More importantly, however, and something you can’t get away with by outsourcing resilience to even a cloud provider, is your responsibility for operability and comprehension of the system you have built. In a centralized, orchestrated system model, any error with an orchestration flow – something that is intended to run atomically to completion across a fleet of distributed components – simply stops the orchestration and leaves all the broken pieces for a human operator to understand. A centralized model requires that operator to understand the global state of the system in order to even start debugging it, rather than starting with the component that failed and fanning outwards towards the actual error. In the words of Patrick Debois, the father of DevOps: “Microservices: the code needs to fit in the dev’s head. But will the deployment/architecture still fit in ops’ head?”

Rather than a centralized or orchestrated system design, we recommend instead the adoption of the distributed autonomous actor model. Autonomous actors, first popularized by Mark Burgess in the design of convergent configuration management systems, declare a promised desired state and autonomously make progress towards that state. They expose interfaces to allow others to verify promises and can also promise to take certain behaviors in the failures of others. Even if you are purely using containers and microservices and have no use for traditional server-based configuration management, the principles still hold: a promise-based, eventually consistent autonomous actor model leads to higher understanding, better resilience against local failure, and improved recovery from local failures.

It’s no accident that both Sensu and Habitat have a similar design based on the autonomous actor model. Sensu, in particular, flips the architecture of a monitoring system on its head. Traditional monitoring systems made in the pre-cloud era, like Nagios, use a centralized master that both periodically polls the endpoints being monitored and stores state. Lose that master, and the entire monitoring system is non-functional. Sensu, on the other hand, puts most of the logic and responsibility for monitoring at the edge, on the endpoints being monitored. The central data collection cluster, or backend, merely serves as an ingest and transit point for that data. Lose a backend, and events will just queue until a new one is available.

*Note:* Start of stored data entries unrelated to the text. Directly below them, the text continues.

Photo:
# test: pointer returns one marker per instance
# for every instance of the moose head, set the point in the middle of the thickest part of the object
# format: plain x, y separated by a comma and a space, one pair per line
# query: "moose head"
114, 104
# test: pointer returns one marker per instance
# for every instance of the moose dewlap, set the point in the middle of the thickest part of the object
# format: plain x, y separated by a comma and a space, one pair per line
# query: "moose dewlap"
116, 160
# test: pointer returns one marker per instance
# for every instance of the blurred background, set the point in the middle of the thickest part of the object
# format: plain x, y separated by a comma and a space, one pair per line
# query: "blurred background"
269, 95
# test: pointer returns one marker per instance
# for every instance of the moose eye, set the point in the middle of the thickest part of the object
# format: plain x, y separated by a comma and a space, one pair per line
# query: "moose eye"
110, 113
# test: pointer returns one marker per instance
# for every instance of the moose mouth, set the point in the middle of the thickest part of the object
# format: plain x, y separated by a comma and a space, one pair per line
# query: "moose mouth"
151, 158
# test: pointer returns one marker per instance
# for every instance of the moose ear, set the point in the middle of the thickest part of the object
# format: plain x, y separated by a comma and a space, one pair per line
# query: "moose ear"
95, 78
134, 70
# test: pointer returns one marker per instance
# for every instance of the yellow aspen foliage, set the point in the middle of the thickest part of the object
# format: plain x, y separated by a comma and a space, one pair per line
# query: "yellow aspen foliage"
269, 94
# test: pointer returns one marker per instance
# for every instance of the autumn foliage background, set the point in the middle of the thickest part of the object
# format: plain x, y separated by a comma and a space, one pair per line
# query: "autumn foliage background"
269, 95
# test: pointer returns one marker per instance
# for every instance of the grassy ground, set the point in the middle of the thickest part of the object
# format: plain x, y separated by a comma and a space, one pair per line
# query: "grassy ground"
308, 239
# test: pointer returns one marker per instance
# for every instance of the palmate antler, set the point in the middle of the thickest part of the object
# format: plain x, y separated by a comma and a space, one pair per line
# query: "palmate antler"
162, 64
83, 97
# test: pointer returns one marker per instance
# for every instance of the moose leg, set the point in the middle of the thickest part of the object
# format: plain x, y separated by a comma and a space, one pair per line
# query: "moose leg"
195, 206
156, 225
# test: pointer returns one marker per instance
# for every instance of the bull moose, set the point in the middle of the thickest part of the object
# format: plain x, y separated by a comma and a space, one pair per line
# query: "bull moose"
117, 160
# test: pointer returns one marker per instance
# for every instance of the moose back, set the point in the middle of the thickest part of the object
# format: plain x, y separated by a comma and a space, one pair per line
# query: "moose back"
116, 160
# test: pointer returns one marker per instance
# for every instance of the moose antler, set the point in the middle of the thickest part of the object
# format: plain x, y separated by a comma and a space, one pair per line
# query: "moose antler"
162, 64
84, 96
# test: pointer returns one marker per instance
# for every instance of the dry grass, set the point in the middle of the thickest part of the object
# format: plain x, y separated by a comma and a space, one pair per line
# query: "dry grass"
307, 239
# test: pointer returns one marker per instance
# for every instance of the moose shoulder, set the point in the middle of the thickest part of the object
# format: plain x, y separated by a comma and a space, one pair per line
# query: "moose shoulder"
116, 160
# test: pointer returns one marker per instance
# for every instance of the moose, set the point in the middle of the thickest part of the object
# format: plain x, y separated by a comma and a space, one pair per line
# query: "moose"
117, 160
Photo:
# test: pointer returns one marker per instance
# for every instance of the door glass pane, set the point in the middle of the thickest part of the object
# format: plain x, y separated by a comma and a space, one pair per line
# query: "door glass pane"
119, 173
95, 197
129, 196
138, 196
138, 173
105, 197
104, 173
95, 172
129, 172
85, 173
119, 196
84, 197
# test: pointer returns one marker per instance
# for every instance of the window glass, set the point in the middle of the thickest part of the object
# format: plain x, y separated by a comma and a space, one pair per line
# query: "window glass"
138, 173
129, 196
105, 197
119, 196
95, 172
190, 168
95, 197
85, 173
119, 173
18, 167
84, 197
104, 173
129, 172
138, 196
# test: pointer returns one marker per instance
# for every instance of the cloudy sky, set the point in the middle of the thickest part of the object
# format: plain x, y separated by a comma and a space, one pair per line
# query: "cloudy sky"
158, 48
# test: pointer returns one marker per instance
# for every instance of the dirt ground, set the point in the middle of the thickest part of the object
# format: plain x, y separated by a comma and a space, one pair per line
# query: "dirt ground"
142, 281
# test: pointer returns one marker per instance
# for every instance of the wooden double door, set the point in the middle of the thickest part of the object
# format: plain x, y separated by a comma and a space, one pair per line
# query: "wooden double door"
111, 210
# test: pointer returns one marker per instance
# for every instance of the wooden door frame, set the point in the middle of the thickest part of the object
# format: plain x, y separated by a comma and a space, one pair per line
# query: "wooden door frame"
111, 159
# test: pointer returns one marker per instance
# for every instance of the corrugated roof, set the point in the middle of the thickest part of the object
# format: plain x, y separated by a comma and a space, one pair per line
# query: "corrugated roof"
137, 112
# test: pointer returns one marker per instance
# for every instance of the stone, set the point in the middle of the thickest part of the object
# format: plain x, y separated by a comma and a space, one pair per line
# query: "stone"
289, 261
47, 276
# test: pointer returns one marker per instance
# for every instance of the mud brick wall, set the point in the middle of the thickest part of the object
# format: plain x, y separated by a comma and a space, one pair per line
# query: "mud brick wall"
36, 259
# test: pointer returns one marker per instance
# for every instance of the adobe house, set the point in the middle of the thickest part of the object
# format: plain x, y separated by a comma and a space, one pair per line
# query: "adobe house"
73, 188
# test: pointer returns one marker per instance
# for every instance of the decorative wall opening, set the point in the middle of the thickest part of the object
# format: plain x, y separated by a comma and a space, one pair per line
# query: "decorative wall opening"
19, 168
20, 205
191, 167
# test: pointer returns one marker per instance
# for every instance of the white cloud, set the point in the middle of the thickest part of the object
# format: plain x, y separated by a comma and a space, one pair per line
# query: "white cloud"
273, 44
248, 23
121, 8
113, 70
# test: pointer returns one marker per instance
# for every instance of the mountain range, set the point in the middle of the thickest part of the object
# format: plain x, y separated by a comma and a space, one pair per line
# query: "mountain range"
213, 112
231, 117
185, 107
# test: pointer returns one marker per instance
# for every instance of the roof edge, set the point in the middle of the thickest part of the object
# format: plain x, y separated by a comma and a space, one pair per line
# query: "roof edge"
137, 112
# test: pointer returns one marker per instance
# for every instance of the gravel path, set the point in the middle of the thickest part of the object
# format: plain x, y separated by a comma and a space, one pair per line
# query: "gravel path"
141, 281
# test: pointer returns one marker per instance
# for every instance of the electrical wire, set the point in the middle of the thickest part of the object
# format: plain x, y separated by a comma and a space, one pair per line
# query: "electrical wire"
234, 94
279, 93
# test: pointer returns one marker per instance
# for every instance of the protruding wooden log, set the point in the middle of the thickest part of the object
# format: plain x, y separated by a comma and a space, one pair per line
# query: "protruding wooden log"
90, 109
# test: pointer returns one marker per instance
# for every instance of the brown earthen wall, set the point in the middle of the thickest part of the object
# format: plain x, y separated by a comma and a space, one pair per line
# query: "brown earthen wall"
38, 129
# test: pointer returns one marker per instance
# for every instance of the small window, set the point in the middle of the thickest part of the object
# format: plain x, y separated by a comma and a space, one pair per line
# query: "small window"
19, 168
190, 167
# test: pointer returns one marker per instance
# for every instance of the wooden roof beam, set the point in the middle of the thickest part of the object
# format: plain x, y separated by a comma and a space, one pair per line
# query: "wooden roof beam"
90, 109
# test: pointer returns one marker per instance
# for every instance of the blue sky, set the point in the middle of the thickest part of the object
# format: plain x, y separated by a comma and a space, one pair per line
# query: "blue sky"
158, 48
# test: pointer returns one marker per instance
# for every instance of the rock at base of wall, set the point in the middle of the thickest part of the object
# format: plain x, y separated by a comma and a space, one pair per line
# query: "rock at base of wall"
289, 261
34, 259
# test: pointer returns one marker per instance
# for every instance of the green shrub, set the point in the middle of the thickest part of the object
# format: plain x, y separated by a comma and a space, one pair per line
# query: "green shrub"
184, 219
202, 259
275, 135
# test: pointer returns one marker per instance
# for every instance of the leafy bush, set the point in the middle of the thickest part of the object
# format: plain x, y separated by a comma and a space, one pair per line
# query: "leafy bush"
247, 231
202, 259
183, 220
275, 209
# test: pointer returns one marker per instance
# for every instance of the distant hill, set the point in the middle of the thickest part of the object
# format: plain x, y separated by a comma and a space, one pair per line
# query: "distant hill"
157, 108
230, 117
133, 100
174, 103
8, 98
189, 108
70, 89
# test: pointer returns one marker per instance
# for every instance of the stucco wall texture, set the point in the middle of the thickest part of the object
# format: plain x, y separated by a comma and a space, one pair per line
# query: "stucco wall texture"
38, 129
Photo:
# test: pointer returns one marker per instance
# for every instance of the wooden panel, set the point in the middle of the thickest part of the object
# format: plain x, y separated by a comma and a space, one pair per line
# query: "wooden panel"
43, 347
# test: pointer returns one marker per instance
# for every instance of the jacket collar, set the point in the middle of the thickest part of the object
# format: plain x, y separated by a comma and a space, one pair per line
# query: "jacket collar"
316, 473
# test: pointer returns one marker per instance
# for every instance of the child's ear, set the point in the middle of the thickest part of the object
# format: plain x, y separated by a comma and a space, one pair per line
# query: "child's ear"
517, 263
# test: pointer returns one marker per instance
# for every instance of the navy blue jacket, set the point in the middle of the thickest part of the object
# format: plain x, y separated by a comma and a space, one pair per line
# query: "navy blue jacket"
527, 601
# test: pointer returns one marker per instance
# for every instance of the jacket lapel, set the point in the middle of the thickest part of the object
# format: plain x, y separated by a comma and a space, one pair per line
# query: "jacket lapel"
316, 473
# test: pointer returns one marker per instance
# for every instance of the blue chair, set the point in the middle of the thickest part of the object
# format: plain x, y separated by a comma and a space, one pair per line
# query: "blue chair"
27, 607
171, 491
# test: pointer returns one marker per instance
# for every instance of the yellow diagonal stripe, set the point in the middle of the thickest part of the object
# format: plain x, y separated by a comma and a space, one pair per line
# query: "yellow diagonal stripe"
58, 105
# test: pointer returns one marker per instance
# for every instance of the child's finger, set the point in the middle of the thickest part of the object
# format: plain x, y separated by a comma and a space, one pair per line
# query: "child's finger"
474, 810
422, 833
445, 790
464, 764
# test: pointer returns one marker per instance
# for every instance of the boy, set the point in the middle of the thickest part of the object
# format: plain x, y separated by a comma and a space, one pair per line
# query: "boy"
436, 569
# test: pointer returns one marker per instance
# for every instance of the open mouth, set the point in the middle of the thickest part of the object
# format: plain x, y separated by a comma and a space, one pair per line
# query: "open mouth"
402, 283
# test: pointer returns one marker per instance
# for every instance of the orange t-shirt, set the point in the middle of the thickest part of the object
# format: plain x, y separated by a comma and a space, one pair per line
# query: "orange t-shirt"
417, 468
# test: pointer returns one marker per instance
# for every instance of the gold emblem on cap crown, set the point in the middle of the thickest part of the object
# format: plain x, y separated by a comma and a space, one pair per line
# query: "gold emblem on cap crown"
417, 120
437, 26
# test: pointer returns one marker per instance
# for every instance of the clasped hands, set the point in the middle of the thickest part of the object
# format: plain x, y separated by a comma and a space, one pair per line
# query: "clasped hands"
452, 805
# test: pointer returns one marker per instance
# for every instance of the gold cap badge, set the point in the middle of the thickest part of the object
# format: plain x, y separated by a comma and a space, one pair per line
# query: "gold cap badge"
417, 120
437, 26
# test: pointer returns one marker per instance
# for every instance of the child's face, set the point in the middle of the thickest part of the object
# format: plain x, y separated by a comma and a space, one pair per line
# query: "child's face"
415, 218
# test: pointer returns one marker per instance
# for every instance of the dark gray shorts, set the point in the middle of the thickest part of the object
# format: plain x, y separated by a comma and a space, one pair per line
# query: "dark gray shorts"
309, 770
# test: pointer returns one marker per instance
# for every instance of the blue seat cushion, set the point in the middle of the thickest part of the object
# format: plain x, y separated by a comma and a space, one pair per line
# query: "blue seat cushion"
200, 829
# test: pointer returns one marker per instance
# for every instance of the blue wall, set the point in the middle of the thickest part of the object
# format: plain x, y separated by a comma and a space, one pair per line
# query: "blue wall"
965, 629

To demonstrate how Sensu and Habitat have a similar architecture design and therefore are a natural complement to one another, we, together with Chef partner Indellient, packaged Sensu in Habitat and showed that off at Sensu Summit. Using the Habitat runtime system in this way accrues several benefits to a Sensu deployment:

  • Backends and monitored nodes can be brought up in any order and the system will automatically converge
  • Not all backends need to be available for monitored nodes to start sending data
  • Replacement of backend nodes (either intentional or unintentional due to unplanned outages) becomes a trivial event, with this updated state automatically available to monitored nodes

To sum up, the rise of microservice architectures and massively distributed systems is going to require new patterns for software delivery, management, and deployment. If we can take one lesson from real-world architecture, it’s that centralized, orchestration-oriented approaches are no longer going to scale — either technically or cognitively.